Figs are often made into preserves or dried to take advantage of their delicious flavour. However, fresh figs are delightful eaten out of hand given their soft, sweet flavour and chewy texture.

Roast Figs:
Figs can be roasted at 375°F with some red wine or liquor, sugar, and lemon zest, with the cut sides facing up or down in the pan. Cooking them facedown will make them softer, while they’ll be firmer if baked with cut side up. This is a great way to extend the shelf life, and when roasted they’re delicious in the morning with some yogurt, pancakes, or served as a snack with cheese and crackers.

Grilled Figs:
Preheat your charcoal or propane grill and brush a little olive oil on the figs. Grill until lightly charred. Serve in a salad or on some fresh bread topped with crumbled goat cheese.

Caramelized Figs:
You can make fruit brûlée as well. Halve the figs and sprinkle a little sugar on top (raw, brown, demerara, whichever you choose). Use a brulée torch (or your oven on broil, watching carefully) to melt the sugar until caramelized (not too burnt). Let harden and serve alone or with a little burrata or fresh mozzarella.

Stuffed Figs:
To create a sort of blooming flower or star, cut the fig as if you were cutting it into quarters, but leave a centimetre or so uncut. Pinch the bottom to squeeze the insides up a bit to make the cut tips spread out into a star. Stuff with whatever you like: chopped walnuts, gorgonzola or another favourite cheese, and/or a honey drizzle.

Fig Tips

Cook your figs into jam, preserve, or roast with honey for a sweet spread or treat.

Figs are quite mellow in flavour, but cooking or drizzling them with honey, balsamic vinegar, or warm spices enhances their natural sweetness.
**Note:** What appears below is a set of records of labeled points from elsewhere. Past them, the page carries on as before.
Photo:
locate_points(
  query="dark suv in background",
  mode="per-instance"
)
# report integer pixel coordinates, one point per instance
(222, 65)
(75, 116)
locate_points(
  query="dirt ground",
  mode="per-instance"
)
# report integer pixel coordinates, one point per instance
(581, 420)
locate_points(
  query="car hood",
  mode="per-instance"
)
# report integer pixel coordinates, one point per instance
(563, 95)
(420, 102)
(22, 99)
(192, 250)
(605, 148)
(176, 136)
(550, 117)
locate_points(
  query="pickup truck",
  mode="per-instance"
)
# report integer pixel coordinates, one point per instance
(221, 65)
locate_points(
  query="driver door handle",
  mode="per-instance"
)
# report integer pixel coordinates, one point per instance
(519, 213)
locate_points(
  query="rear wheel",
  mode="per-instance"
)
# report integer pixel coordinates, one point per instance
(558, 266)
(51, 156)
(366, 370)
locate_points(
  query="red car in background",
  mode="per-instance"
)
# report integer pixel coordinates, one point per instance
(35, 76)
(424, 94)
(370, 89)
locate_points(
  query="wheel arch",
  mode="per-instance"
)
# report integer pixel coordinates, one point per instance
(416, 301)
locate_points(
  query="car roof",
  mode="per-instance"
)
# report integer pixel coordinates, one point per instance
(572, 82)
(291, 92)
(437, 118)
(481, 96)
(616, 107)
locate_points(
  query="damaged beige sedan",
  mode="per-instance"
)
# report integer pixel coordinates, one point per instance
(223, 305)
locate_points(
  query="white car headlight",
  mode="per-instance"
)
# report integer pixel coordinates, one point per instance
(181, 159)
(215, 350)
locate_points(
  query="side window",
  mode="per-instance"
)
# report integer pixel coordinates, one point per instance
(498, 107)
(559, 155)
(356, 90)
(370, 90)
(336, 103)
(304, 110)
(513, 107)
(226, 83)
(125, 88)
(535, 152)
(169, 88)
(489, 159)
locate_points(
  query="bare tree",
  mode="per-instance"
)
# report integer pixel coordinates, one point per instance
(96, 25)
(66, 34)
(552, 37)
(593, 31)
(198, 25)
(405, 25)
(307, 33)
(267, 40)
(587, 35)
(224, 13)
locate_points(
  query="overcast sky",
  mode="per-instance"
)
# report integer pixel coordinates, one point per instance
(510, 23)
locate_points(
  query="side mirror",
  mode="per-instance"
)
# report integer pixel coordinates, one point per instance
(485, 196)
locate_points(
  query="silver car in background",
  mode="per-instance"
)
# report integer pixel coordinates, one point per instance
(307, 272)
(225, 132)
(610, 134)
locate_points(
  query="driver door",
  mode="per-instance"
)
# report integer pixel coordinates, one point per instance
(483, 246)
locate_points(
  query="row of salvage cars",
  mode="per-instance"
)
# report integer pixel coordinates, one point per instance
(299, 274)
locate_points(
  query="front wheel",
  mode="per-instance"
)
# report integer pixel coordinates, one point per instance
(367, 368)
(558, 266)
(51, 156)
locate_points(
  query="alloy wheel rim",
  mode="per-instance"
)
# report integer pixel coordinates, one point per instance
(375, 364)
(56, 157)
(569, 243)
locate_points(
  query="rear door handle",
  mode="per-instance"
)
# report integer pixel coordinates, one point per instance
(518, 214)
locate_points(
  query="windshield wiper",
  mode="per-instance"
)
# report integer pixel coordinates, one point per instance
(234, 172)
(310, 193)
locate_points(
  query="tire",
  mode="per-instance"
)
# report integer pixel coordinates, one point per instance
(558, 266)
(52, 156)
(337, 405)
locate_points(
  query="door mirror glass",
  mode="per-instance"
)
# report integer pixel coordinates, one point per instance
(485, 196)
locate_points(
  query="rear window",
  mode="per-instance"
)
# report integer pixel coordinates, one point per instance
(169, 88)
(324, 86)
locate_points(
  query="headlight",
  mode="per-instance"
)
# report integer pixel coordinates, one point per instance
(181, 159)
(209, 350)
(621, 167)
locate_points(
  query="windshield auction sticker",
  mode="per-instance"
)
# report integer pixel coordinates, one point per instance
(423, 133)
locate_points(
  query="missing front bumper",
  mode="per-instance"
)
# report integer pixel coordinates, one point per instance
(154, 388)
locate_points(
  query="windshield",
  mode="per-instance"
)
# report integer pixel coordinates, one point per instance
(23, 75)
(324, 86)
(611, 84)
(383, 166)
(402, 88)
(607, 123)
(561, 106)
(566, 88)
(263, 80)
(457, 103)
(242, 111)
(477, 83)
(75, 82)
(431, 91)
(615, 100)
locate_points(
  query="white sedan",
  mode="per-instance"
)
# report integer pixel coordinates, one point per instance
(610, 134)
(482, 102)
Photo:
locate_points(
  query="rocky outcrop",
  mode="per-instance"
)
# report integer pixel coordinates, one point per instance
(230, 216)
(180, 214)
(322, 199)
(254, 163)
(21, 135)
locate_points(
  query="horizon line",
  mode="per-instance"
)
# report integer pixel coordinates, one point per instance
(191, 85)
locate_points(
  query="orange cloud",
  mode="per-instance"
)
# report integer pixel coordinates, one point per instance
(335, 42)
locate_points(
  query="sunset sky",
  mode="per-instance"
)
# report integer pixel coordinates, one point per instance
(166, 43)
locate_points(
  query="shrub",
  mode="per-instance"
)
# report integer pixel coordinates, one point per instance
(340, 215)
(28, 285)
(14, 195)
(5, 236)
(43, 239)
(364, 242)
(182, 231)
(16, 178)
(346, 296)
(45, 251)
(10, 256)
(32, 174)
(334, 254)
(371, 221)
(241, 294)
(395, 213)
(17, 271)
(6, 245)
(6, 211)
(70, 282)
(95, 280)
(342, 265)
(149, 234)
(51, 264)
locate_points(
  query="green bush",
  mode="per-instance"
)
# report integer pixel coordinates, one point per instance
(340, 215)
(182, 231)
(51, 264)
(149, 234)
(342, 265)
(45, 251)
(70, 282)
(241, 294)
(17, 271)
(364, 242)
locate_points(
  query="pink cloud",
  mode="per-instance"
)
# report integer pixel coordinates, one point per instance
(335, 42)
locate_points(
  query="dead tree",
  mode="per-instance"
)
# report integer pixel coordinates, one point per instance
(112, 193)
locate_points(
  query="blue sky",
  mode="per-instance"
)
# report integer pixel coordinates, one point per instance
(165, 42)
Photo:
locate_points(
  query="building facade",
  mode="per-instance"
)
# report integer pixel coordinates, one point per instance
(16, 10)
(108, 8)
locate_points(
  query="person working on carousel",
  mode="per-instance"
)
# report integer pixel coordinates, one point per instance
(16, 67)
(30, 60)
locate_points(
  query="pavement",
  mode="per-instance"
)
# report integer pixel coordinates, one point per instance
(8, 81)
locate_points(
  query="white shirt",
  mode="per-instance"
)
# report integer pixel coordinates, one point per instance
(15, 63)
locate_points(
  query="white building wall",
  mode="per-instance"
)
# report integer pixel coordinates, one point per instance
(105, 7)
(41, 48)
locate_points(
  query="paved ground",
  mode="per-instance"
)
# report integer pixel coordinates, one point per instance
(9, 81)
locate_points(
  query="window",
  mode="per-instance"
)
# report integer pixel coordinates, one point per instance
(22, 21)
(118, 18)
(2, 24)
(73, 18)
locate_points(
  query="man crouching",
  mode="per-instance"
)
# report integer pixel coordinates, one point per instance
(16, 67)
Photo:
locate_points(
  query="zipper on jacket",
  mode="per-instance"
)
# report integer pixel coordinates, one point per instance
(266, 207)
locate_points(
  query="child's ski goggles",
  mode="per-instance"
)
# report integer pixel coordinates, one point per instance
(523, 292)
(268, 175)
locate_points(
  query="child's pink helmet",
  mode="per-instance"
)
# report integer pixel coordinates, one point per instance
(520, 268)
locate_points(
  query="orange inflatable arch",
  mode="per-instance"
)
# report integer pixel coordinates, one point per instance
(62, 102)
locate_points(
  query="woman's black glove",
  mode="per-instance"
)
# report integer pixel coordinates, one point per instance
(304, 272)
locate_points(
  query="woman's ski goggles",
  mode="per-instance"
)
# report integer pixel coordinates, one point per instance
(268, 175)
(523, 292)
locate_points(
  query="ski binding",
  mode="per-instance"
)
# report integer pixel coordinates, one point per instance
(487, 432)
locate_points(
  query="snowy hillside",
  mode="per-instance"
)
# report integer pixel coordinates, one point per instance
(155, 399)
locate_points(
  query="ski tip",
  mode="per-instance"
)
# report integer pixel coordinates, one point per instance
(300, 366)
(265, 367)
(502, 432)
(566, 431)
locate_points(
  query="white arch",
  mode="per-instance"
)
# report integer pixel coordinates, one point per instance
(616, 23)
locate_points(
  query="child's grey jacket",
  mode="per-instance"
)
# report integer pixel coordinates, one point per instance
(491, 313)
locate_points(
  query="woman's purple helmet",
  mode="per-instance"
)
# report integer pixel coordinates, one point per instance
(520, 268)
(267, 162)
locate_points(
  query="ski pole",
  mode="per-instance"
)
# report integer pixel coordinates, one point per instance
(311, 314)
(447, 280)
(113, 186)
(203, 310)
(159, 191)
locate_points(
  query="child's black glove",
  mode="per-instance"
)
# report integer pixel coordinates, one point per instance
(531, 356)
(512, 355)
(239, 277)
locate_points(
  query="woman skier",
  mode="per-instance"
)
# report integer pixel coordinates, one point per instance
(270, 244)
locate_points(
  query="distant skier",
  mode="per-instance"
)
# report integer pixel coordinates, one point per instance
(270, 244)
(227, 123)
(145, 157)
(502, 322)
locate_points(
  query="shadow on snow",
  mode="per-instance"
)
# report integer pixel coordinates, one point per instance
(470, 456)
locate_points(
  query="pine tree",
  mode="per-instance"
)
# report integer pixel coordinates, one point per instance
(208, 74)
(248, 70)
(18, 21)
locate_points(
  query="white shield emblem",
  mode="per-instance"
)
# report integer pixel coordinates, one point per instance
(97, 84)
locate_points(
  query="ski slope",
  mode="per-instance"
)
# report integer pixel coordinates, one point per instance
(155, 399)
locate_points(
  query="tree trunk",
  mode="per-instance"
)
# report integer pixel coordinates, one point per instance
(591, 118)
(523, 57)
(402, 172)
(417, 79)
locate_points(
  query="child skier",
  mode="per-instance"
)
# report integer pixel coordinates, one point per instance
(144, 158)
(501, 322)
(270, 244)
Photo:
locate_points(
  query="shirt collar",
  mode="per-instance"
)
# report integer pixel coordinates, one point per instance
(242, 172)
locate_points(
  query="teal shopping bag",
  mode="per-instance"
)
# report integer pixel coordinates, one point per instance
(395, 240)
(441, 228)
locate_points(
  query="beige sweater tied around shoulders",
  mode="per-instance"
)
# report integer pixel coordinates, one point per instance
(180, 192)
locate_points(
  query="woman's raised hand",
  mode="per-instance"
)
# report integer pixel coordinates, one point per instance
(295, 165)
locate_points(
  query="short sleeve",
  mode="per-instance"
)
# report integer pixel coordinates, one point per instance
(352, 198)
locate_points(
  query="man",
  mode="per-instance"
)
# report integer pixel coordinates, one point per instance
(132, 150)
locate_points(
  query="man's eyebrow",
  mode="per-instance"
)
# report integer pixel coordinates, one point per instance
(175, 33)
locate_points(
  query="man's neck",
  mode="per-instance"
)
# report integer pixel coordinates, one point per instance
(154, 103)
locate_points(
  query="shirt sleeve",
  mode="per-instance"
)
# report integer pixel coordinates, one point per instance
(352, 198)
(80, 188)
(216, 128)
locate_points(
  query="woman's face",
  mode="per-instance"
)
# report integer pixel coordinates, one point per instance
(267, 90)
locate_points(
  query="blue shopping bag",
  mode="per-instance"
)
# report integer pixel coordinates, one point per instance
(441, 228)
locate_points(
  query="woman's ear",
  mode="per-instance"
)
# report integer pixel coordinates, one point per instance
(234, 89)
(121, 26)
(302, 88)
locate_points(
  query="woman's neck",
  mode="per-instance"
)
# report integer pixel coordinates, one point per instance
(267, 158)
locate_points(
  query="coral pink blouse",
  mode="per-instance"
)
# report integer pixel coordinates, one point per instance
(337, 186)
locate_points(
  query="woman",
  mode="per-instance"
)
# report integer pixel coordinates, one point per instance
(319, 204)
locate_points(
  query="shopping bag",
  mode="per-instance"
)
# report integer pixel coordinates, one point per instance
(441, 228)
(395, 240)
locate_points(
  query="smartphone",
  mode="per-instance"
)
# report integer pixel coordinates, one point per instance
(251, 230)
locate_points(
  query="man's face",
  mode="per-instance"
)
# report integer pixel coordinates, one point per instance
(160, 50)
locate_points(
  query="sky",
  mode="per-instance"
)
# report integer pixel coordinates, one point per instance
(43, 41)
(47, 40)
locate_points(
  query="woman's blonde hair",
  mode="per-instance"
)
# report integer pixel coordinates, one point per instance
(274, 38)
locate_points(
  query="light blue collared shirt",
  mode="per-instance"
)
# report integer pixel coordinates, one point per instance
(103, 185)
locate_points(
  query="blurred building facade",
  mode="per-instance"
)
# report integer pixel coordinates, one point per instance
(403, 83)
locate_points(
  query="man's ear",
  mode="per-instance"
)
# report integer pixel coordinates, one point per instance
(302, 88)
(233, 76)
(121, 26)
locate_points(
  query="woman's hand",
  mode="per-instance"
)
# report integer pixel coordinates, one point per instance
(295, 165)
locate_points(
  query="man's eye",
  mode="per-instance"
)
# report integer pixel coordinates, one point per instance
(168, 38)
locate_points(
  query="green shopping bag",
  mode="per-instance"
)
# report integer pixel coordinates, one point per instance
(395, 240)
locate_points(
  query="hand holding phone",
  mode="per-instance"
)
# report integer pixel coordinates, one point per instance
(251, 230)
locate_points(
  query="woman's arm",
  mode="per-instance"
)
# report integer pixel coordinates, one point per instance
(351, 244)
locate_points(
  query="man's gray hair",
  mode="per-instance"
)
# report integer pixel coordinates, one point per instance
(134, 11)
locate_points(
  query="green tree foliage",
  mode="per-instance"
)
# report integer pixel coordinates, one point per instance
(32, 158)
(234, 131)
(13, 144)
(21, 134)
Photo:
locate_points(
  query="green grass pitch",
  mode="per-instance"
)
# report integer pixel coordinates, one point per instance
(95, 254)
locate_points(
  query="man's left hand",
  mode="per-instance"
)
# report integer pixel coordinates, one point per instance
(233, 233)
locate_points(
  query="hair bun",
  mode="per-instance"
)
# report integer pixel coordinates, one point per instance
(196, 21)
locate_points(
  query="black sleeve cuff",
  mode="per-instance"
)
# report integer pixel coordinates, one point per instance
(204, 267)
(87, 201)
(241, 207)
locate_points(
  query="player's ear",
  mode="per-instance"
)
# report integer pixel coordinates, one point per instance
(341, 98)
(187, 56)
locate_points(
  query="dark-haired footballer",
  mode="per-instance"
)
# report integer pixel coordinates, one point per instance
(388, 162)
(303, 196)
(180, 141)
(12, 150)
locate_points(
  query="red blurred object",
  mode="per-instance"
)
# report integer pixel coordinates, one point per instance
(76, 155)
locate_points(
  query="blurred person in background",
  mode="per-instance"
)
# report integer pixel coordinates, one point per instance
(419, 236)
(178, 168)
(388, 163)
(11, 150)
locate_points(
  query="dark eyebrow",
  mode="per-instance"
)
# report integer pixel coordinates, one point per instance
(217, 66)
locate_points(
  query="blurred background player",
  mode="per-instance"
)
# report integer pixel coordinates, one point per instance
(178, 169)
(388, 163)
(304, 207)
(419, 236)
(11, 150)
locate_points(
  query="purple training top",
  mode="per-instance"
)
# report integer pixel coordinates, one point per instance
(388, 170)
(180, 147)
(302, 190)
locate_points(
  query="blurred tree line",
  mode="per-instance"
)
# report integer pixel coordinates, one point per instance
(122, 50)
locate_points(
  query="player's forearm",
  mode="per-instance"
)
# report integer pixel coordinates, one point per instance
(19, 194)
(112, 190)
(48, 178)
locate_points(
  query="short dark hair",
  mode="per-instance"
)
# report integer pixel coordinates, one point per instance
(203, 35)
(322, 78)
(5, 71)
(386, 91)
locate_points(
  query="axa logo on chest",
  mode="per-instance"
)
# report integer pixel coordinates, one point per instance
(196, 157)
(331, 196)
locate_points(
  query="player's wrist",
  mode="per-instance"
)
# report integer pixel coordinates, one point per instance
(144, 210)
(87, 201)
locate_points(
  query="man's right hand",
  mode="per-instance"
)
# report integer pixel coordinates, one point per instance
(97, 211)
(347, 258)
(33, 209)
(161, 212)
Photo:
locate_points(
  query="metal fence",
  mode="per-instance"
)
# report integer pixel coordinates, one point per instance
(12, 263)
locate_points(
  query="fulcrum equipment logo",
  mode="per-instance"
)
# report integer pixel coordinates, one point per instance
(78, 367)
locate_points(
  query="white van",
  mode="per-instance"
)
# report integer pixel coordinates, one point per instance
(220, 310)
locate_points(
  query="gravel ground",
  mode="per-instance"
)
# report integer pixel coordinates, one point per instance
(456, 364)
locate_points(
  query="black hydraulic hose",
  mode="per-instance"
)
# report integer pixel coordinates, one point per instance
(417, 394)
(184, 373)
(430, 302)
Be sure to enjoy your figs within a couple days because they are highly perishable.

 

Fig Nutrition

According to the Canadian Nutrient File, figs are extremely nutrient dense. They have high potassium and fiber content which is reported to help combat heart disease and lower cholesterol levels. On top of that, they’re rich in antioxidants — both in their fresh and dried form (albeit higher in antioxidants in dried form). Per 100 gram serving (about 2 figs), figs contain 12% of your daily fiber, 6% manganese, 7% potassium, 4% magnesium, 4% calcium and 2% iron.